Hacia un nuevo orden mundial
La globalización y la consecuente interrelación de las economías mundiales comienza a ser un hecho constatable y empíricamente demostrable.
El panorama ha ido cambiando en pocos años, y hemos pasado de una etapa de economías autónomas y muy poco interdependientes, a la actual fase en la que la globalización hace que lo que sucede en un país tenga inmediatas repercusiones en el resto, y las tendencias se vayan unificando.
En la Europa de los noventa (concretamente al cierre de 1993), cada país tenía datos macroeconómicos muy distintos. Mientras los tipos de interés a largo en Portugal superaban el 12%, en Alemania apenas pasaban del 6%, o el IPC, que en Grecia era del 13,7%, en Bélgica sólo alcanzaba el 3,1%. No se podía, pues, hablar de una zona euro.
Si vemos datos del sureste asiático del mismo año, encontraremos otra batería de indicadores completamente deslavazados. Mientras el crecimiento del PIB en Hong Kong era del 6,1%, en Singapur alcanzaba el 10%. Y si hablamos de déficit públicos sobre PIB, mientras Malaisia tenía un superávit del 0,4%, en Tailandia el déficit era del 2%, muy lejos ambos del 15,5% de déficit de Singapur. No se podía, pues, hablar de una zona asiática.

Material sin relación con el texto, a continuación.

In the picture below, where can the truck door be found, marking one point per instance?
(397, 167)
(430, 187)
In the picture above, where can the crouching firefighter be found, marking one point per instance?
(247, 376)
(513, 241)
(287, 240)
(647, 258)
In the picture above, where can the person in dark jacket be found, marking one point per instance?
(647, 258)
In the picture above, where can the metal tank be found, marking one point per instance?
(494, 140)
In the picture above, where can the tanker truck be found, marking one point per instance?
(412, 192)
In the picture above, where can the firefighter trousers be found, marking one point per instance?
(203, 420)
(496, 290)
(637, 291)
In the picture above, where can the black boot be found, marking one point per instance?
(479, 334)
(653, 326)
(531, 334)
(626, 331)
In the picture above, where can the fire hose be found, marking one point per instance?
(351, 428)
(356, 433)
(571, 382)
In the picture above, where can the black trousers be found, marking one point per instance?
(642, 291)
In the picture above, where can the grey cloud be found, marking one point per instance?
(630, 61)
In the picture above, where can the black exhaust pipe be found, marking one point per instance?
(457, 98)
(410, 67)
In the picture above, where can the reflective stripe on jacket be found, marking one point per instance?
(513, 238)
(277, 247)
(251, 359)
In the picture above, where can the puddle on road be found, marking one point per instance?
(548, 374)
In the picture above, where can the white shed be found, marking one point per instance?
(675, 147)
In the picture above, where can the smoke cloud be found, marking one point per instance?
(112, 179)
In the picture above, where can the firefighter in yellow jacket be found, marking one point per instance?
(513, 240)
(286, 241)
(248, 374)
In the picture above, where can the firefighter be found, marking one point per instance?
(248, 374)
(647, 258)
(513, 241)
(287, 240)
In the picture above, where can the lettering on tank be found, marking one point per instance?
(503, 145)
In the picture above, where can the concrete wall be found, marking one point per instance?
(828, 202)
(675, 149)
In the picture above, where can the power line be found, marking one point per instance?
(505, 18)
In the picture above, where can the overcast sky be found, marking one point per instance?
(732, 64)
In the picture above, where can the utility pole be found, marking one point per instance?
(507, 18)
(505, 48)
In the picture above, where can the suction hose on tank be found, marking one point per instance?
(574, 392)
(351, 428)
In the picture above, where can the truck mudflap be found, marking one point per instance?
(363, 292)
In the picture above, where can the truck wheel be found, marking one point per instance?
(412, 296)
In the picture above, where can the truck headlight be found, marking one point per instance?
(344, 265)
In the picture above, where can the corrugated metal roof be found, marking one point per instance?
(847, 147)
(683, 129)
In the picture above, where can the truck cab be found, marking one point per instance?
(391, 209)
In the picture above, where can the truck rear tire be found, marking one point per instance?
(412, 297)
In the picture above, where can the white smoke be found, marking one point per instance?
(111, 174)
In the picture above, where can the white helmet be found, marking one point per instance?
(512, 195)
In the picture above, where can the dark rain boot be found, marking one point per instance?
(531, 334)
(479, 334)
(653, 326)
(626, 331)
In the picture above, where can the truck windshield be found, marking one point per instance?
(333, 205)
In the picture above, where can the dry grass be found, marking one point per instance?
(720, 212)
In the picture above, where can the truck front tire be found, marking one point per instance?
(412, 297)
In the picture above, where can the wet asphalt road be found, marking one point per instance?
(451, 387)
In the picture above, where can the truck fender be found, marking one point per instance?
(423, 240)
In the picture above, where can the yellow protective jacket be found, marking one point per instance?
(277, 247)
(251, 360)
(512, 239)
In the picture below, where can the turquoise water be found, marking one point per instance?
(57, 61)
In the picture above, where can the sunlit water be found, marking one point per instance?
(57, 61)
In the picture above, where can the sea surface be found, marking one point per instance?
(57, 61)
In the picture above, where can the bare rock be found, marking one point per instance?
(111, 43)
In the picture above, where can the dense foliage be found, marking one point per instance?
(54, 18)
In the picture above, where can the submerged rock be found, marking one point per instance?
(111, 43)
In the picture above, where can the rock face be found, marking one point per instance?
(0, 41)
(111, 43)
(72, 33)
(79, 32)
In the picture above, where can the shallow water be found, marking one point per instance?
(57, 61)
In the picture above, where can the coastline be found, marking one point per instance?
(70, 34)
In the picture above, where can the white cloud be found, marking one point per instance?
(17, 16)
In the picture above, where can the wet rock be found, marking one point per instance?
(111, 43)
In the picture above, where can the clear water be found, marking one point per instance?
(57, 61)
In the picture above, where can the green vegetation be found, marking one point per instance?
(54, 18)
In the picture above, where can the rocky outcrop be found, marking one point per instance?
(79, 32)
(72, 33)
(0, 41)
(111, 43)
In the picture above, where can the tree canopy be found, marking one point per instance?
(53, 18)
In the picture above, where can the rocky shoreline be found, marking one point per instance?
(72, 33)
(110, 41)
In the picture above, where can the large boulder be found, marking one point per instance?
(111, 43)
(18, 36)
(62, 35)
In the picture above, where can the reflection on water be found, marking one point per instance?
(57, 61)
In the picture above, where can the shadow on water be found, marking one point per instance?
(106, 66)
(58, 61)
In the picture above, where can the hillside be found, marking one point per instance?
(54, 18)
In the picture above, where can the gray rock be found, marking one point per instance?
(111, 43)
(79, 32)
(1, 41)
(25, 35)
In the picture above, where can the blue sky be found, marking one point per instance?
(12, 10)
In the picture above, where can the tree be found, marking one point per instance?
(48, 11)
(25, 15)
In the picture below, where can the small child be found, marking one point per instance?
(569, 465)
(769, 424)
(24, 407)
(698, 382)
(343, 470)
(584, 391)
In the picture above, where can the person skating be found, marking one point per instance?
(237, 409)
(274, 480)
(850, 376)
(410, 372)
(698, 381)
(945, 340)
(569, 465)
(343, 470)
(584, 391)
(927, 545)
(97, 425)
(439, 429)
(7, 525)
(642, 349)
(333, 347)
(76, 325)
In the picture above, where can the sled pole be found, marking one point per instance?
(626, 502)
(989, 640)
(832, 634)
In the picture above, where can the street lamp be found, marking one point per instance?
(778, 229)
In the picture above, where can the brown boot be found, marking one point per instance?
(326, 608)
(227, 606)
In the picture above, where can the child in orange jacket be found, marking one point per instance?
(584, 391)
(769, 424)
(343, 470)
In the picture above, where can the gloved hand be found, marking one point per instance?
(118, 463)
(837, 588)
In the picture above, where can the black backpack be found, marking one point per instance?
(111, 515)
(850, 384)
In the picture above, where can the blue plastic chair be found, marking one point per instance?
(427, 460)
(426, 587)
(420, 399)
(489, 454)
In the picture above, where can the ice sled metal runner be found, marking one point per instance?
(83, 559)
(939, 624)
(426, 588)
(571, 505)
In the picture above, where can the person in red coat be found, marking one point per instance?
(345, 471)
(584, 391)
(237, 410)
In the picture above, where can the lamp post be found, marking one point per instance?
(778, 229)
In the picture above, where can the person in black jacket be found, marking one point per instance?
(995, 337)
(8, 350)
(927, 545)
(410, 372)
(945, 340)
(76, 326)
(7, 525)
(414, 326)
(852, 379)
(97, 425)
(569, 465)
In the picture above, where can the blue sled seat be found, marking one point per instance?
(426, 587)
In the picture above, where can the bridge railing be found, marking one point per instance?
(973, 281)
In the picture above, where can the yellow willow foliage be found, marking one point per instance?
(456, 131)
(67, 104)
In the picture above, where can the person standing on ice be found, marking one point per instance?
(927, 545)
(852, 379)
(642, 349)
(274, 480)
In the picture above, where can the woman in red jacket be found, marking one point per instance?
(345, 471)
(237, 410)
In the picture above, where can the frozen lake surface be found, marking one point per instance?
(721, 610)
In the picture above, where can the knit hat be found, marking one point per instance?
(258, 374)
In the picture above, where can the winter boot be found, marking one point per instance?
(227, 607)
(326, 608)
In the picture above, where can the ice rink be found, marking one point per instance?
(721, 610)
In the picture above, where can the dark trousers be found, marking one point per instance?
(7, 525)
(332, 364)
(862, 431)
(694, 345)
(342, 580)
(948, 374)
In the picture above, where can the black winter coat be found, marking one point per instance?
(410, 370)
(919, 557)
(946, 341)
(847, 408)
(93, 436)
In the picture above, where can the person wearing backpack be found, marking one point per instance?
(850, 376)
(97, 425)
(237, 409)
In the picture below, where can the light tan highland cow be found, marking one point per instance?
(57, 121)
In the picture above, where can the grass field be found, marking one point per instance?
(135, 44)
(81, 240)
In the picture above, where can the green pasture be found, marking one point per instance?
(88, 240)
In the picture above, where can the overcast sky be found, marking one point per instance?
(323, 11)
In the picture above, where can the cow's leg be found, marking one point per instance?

En Latinoamérica, tampoco los datos estaban interrelacionados. La formación bruta de capital fijo (en porcentaje del PIB) era, por ejemplo, del 16% en Argentina, y casi 10 puntos más en Chile. Los crecimientos de la M-2, en Brasil eran del 2,7% y en México del 14%.
Pero a finales de los noventa las cosas habían empezado a cambiar. La formación de zonas económicas mundiales era evidente. En Europa habíamos alcanzado ya un alto grado de convergencia, se empezaban a contemplar los tigres asiáticos como unidad, con repercusiones evidentes de los vaivenes económicos de un país en el vecino, y en Latinoamérica, el efecto dominó demostraba cómo una economía podía verse afectada o relanzada por otra de su misma zona.
En esta fase, sin embargo, si bien la relación entre países de una misma zona era evidente, no podía decirse que las zonas estuvieran aún fuertemente vinculadas entre sí.
Pero llegamos a principios del siglo XXI. Quién no recordará que hace apenas un año el mundo discutía si EE UU tendría un 'aterrizaje suave' o sufriría un frenazo brusco, se apostaba sobre si Europa tomaría el papel de locomotora y se empezaba a confiar en una estabilización latinoamericana.
¿Qué ha sucedido en un año? Simplemente, que la globalización empieza a ser constatable, y EE UU no acaba de levantar cabeza, Europa empieza a flojear, América Latina vuelve a las andadas y a los asiáticos, con Japón al frente, no les van mejor las cosas. El mundo se ha quedado sin locomotora.
Ese es el nuevo orden económico internacional en el que tenemos que acostumbrar a movernos. No un orden pesimista, pero sí orden igualitario. En el que todos seremos locomotoras o vagones. En el que cuando los tipos de interés bajen (como ahora) bajen en todo el mundo y cuando las tasas de crecimiento se estanquen (como ahora) se estanquen por doquier. Este es, pues, el nuevo orden económico internacional, basado en la estrecha relación de los factores. De unos factores que impulsa la globalización.